A US federal agency has been hosting a backdoor that can provide total visibility into and complete control over the agency network, and the researchers who discovered it have been unable to engage with the administrators responsible, security firm Avast said on Thursday.
The US Commission on International Religious Freedom, associated with international rights, regularly communicates with other US agencies and international governmental and nongovernmental organizations. The security firm published a blog post after multiple attempts failed to report the findings directly and through channels the US government has in place. The post didn't name the agency, but a spokeswoman did in an email. Representatives from the commission didn't respond to an email seeking comment.

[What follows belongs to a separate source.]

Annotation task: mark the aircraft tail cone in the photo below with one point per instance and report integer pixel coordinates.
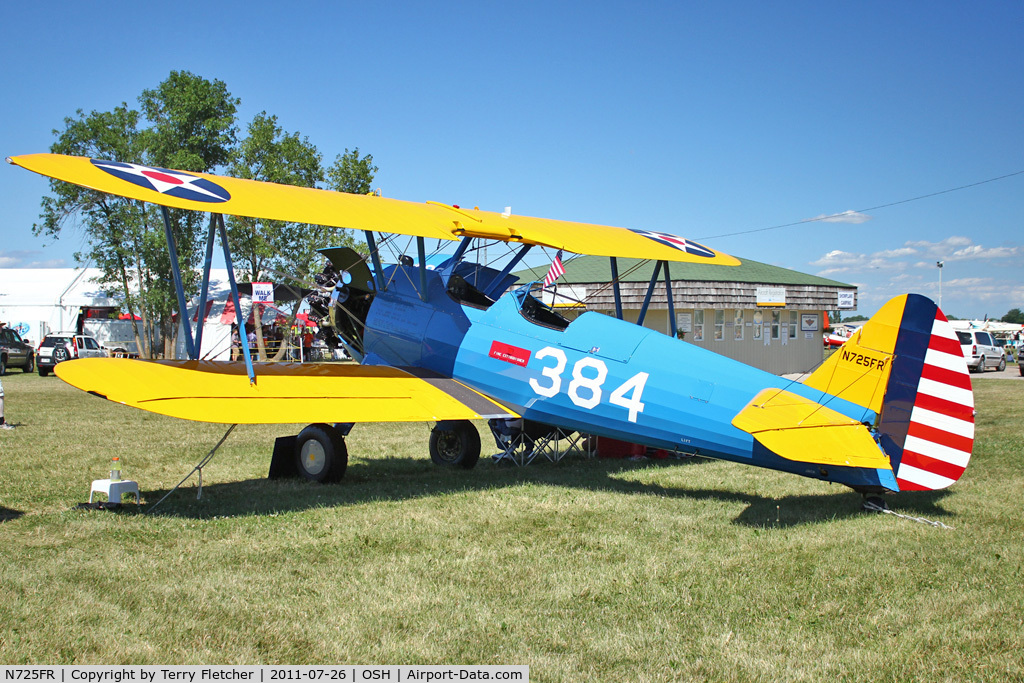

While we have no information on the impact of this attack or the actions taken by the attackers, based on our analysis of the files in question, we believe it's reasonable to conclude that the attackers were able to intercept and possibly exfiltrate all local network traffic in this organization. This could include information exchanged with other US government agencies and other international governmental and nongovernmental organizations (NGOs) focused on international rights. We also have indications that the attackers could run code of their choosing in the operating system's context on infected systems, giving them complete control.
The backdoor works by replacing a normal Windows file named oci.dll with two malicious ones—one early in the attack and the other later on. The first imposter file implements WinDivert, a legitimate tool for capturing, modifying, or dropping network packets sent to or from the Windows network stack. The file allows the attackers to download and run malicious code on the infected system. Avast suspects the main purpose of the downloader is to bypass firewalls and network monitoring.